A forma como esta série parte de algo fechado para expandir os seus horizontes, as suas temáticas e problemáticas é algo que deveria ser estudado. Há um cuidado enorme com o material, há direções inesperadas, há personagens que são construídas de um modo tão complexo que tanto as amamos, como odiamos, terminando por, acima de tudo, compreendê-las. Afinal, empatia é algo que todos nós deveríamos ter para com os outros – todos nós passamos por momentos difíceis, todos nós somos imperfeitos – mas é algo que muito pregamos e pouco colocamos em prática. E a série é perfeita a mostrar-nos como isso é algo essencial e algo que devemos treinar, ao mesmo tempo que nos mostra que as suas personagens não o conseguem colocar em prática, expondo também com isso todas as consequências – mais ou menos exageradas – que podem a isso vir associadas.

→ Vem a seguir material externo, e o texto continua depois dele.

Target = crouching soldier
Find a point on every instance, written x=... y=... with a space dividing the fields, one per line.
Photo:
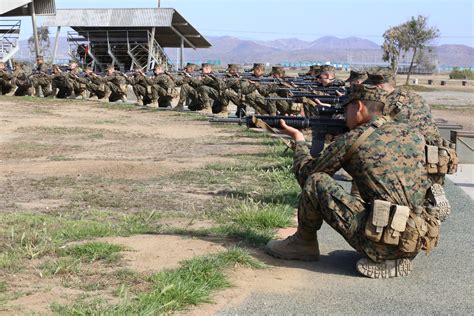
x=390 y=222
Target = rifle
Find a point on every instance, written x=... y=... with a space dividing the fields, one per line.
x=333 y=100
x=321 y=126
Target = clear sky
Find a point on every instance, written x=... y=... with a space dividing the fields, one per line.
x=305 y=19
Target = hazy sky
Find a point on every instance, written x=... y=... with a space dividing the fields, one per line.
x=305 y=19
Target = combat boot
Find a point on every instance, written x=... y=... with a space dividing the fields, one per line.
x=223 y=113
x=207 y=109
x=139 y=102
x=384 y=269
x=179 y=107
x=154 y=104
x=438 y=199
x=106 y=97
x=294 y=248
x=12 y=92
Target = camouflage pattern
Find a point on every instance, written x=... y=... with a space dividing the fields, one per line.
x=408 y=107
x=389 y=165
x=41 y=79
x=5 y=82
x=21 y=80
x=357 y=75
x=379 y=75
x=367 y=93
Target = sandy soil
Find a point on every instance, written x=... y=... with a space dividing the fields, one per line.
x=79 y=155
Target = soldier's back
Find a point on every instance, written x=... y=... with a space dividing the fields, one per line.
x=390 y=164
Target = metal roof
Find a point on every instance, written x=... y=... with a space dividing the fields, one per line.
x=97 y=22
x=20 y=8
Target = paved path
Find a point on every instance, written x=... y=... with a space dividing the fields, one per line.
x=441 y=283
x=464 y=179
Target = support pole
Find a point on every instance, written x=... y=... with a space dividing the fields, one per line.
x=181 y=54
x=35 y=30
x=151 y=48
x=56 y=42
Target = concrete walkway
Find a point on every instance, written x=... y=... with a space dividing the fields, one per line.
x=464 y=179
x=442 y=283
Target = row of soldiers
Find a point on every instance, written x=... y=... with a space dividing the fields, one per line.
x=211 y=92
x=205 y=91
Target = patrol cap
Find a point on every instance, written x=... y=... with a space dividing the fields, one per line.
x=327 y=68
x=366 y=92
x=188 y=65
x=315 y=69
x=234 y=67
x=203 y=65
x=357 y=75
x=378 y=75
x=278 y=70
x=258 y=66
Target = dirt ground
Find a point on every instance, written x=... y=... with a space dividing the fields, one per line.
x=81 y=155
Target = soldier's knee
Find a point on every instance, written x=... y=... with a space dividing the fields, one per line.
x=317 y=180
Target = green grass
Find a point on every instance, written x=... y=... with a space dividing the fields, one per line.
x=191 y=284
x=32 y=235
x=419 y=88
x=94 y=251
x=60 y=266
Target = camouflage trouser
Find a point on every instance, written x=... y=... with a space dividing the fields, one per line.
x=208 y=95
x=187 y=92
x=79 y=88
x=63 y=90
x=235 y=97
x=99 y=90
x=5 y=87
x=44 y=82
x=323 y=198
x=259 y=104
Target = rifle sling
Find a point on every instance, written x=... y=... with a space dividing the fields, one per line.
x=379 y=122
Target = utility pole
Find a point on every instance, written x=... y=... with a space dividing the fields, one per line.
x=35 y=31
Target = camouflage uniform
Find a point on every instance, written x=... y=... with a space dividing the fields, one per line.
x=186 y=91
x=377 y=170
x=141 y=88
x=5 y=82
x=40 y=78
x=96 y=85
x=117 y=83
x=21 y=81
x=163 y=89
x=407 y=107
x=61 y=86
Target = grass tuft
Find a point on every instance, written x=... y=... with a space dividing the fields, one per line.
x=94 y=251
x=191 y=284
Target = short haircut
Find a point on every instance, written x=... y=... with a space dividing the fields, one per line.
x=374 y=106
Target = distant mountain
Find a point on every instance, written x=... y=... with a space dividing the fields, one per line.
x=228 y=49
x=457 y=55
x=331 y=42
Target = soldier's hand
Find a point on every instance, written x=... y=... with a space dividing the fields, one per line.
x=297 y=135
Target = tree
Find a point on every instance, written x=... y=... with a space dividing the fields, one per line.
x=393 y=46
x=417 y=36
x=43 y=39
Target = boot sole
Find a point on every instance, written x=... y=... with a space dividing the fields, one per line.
x=308 y=258
x=384 y=270
x=441 y=201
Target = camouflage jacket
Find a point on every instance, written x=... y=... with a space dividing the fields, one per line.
x=389 y=165
x=407 y=107
x=163 y=80
x=5 y=75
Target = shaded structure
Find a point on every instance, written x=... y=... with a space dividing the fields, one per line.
x=125 y=37
x=10 y=29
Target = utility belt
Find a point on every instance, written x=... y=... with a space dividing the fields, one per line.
x=442 y=159
x=411 y=230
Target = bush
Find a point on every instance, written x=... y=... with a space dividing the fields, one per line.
x=461 y=74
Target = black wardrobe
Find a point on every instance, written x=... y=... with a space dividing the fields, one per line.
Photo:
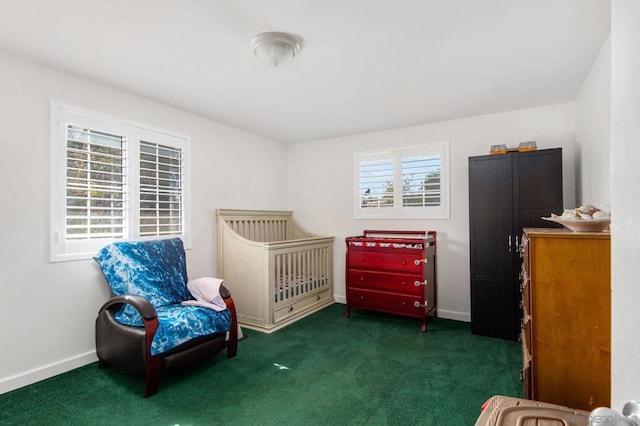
x=507 y=192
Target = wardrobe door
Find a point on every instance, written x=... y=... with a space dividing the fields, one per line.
x=538 y=188
x=493 y=290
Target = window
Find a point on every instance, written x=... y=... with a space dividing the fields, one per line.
x=403 y=183
x=111 y=181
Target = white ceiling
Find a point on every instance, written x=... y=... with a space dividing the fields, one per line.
x=365 y=65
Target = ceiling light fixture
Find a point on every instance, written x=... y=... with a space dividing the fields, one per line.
x=274 y=48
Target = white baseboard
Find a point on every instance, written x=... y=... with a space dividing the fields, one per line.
x=457 y=316
x=29 y=377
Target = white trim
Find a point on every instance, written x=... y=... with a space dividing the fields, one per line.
x=454 y=315
x=46 y=371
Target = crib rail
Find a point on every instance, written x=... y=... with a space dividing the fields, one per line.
x=299 y=272
x=261 y=230
x=276 y=271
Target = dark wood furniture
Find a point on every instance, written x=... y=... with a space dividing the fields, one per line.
x=392 y=272
x=566 y=327
x=507 y=192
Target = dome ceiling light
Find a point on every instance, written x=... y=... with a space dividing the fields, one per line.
x=274 y=48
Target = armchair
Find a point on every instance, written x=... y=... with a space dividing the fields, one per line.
x=144 y=328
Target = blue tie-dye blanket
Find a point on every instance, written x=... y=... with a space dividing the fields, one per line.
x=157 y=270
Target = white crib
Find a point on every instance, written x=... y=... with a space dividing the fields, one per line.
x=276 y=271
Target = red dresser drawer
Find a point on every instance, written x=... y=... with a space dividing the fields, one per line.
x=387 y=302
x=380 y=259
x=400 y=283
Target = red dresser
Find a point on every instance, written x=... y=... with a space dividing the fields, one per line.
x=392 y=272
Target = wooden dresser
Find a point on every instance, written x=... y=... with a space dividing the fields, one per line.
x=392 y=272
x=566 y=325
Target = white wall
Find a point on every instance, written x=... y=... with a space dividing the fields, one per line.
x=48 y=310
x=593 y=133
x=625 y=197
x=321 y=175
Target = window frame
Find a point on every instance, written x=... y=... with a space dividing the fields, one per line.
x=398 y=211
x=63 y=249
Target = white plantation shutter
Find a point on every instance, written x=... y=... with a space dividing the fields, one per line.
x=95 y=184
x=161 y=190
x=376 y=183
x=114 y=181
x=421 y=181
x=403 y=183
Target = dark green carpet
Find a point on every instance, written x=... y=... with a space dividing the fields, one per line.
x=371 y=369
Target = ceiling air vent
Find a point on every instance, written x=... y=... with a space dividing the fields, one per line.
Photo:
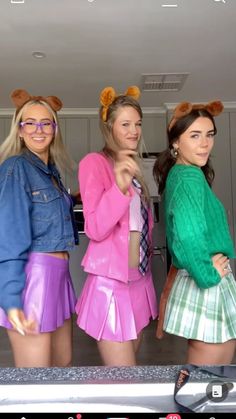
x=168 y=82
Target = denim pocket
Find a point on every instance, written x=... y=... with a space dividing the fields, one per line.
x=46 y=204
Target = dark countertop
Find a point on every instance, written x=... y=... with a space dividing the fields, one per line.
x=161 y=374
x=87 y=389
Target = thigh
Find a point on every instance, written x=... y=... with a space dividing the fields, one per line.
x=117 y=353
x=30 y=350
x=62 y=345
x=200 y=353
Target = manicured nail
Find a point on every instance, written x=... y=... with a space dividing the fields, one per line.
x=20 y=331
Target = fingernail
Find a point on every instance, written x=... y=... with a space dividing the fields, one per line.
x=20 y=331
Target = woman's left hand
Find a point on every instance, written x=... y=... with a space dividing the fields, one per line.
x=19 y=322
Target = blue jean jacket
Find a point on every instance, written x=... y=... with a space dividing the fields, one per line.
x=35 y=216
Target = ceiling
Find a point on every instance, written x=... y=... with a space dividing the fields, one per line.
x=90 y=45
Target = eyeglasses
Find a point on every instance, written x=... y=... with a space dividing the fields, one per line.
x=30 y=127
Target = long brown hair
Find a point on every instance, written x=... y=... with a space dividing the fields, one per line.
x=166 y=159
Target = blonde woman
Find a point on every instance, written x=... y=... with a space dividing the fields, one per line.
x=37 y=298
x=118 y=299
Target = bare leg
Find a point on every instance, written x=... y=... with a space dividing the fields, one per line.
x=30 y=350
x=62 y=345
x=137 y=342
x=200 y=353
x=117 y=353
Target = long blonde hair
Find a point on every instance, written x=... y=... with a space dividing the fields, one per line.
x=14 y=146
x=111 y=148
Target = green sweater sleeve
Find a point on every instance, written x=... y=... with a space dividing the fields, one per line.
x=189 y=228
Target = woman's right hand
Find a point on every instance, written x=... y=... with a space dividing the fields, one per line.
x=19 y=322
x=125 y=169
x=221 y=264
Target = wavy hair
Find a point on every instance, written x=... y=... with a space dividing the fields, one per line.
x=165 y=159
x=111 y=147
x=13 y=145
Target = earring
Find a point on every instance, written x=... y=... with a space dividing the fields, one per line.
x=174 y=153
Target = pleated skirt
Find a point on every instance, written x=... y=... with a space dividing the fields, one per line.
x=207 y=315
x=112 y=310
x=48 y=297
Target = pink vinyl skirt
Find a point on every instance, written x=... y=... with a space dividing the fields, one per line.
x=112 y=310
x=48 y=297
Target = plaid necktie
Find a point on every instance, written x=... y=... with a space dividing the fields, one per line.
x=144 y=240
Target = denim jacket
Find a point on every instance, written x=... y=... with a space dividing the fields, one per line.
x=35 y=216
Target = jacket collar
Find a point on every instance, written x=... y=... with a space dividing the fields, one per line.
x=49 y=169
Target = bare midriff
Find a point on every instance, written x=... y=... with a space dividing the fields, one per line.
x=60 y=255
x=134 y=249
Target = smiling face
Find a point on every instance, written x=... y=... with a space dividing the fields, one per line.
x=39 y=141
x=127 y=128
x=195 y=144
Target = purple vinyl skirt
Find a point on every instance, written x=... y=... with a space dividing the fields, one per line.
x=116 y=311
x=48 y=297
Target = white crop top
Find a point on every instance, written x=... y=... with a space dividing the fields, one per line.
x=135 y=216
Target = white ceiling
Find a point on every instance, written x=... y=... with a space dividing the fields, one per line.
x=113 y=42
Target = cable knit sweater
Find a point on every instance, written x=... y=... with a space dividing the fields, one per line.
x=196 y=224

Mas Beef vai além das camadas da empatia e compaixão, procurando também perceber causas que expliquem quem hoje somos e por que razão tomamos determinadas atitudes auto-destrutivas. Os acontecimentos aos quais somos expostos numa idade precoce produzem trauma que irá ser carregado por nós ao longo de toda a nossa vida, mesmo que nem sempre nos apercebemos disso nem das suas consequências. Quem somos está no nosso ADN, mas além dos fatores genéticos, há os fatores sociais, familiares e relacionais que definem muito daquele que é o produto final. E a parte mais assustadora e, simultaneamente, mais entusiasmante disto tudo? O produto nunca é verdadeiramente final. Estamos em constante mudança, em constante evolução – não confundir com progresso – e a pessoa que hoje somos é definida por muito do que fomos no passado, mas não podemos esquecer que as nossas escolhas de hoje – e podem ser escolhas de mudança – irão refletir-se no que iremos ser no futuro.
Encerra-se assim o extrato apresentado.